The Chimera

A confusion of forms at high speed.

Monday, October 25, 2004

Gypsy slavery and holocaust

The Pariah Syndrome

The above excerpt is from the book The Pariah Syndrome which covers the mistreatment of the Roma (gypsies) in Europe. I'm very interested in Roma as a nomadic people because of my continuing interest in kinetic architecture and the impermanence of information age culture.

In a recent conversation with my wife and some friends we discussed the age of slavery in the united states and how it differed from previous incarnations of slavery in the world. It is widely accepted that the most striking feature of American slavery was it's racist foundation. The notion that the Africans were somehow sub-human or inferior validated the slave trade. One has to note that there was a slave trade in Africa prior to intervention from Europeans but that it was a political slavery which was not based on racist notions of inferiority. Slaves were prisoners of war or indentured servants paying off a debt of some kind. As such they were not bound to servitude by genetics. Slaves merely served as punishment or payment.

The standard version of American slavery says that only in America was slavery based on race. That this was a new development. Persoanlly, I'm inclined to believe that the onset of industrialization pushed the economic devaluation of human life. The bulk of inhumane abuse towards slaves was carried out on the massive industrial plantations in the south. Farming was an industry and man-power was part of that industry. Slavery became industrialized and as human lives became part of the dehumanizing equations, the slave masters needed moral justification for what they knew was inherently wrong. The Enlightenment made quack science king and countless race theories took center stage purporting to prove racial inferiority. Americans fell for it because they wanted it to be true... for their financial and ethical delemmas.

But lets not pretend that Americans are the only ones guilty of racist marginalization. For centuries before the era of discovery, the Europeans had marginalized jews and gypsies based on race. The ghetto in Venice, Italy illustrates this concept perfectly. However, while European abuse of Jews from the Venetian ghetto of 1400 to Germany's Auschwitz of 1944, is well documented. The enslavement and marginalization of the Roma (gypsies) has gone unnoticed and unchampioned for centuries.

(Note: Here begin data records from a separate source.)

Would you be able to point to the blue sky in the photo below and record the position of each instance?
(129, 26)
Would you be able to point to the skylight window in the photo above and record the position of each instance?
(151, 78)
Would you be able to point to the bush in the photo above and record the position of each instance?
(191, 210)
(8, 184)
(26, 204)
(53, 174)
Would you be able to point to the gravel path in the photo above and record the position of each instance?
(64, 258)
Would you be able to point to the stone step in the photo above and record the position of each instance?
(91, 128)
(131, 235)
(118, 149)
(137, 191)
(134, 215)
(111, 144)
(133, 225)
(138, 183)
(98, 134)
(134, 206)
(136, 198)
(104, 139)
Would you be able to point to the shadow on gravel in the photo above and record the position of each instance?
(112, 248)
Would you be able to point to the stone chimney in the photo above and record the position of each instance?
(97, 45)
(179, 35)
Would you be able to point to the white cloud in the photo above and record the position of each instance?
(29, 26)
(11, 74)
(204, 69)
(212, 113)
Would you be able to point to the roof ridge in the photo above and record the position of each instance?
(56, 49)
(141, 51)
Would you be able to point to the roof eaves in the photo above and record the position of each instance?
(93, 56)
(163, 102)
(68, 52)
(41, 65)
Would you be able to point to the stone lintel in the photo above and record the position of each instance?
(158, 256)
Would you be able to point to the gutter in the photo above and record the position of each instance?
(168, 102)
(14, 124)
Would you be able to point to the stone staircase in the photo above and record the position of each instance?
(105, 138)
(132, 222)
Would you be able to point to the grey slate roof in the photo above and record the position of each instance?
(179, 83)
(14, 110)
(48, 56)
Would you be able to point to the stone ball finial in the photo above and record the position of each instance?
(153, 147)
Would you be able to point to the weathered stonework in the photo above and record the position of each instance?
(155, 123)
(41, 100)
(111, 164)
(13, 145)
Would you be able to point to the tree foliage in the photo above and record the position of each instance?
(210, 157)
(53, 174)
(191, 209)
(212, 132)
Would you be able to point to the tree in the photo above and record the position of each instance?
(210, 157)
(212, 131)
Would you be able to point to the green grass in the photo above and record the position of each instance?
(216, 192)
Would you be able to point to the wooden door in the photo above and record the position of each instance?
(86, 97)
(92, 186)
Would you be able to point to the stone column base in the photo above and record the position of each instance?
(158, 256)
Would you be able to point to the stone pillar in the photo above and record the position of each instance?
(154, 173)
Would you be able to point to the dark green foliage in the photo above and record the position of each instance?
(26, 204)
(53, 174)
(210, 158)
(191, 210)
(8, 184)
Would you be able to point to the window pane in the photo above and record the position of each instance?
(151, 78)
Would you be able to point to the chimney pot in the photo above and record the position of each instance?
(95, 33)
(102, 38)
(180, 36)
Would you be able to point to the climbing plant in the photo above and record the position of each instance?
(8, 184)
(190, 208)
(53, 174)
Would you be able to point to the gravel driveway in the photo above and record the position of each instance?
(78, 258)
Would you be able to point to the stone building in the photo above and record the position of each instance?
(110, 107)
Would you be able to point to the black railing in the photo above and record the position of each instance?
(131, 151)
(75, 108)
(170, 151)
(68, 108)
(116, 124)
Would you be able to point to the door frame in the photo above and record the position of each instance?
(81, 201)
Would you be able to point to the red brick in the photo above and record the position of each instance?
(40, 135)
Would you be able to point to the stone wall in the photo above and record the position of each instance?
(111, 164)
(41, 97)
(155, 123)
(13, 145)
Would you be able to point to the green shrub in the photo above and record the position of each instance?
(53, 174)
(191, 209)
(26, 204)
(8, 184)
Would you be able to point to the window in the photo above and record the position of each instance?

Long before Adolf Hitler drafted his antisemetic laws, Germany had existing laws concerning the sub-human nature of gypsies... I feel sure that the lack of attention given to the atrocities of Europeans towards the Roma rests on the fact that the Roma have no written language of thier own like the Jews with which to chronical their suffering. Moreover, the Jews have a semitic, historically-linear mindset which holds onto the past and their historical suffering while the Roma, as nomadic people with a language evolved from sanscrit, look forward instead of back.

The main thing that struck me today in my research was the racist nature of their marginalization and in many cases, slavery. I'm not condoning what has happened. I'm merely reacting to the viewpoint, held by many liberal Europeans during my tenure in Italy, that Americans invented racism and that slavery only happened in America. I doubt that, even today, many europeans would acknowledge the abuses of the Roma... gypsies, tinkers, pikies, etc are still considered sub-human in popular European culture. The biggest slap in the face to the resilient Roma is that even the Jews have largely muscled them out of the Nazi Holocaust, claiming that gypsy abuse was ancillary; at best, secondary... or at worst, simply anecdotal. I find it profoundly hypocritical that America is singled out for their errors while the Europeans get a free-skate on the issue.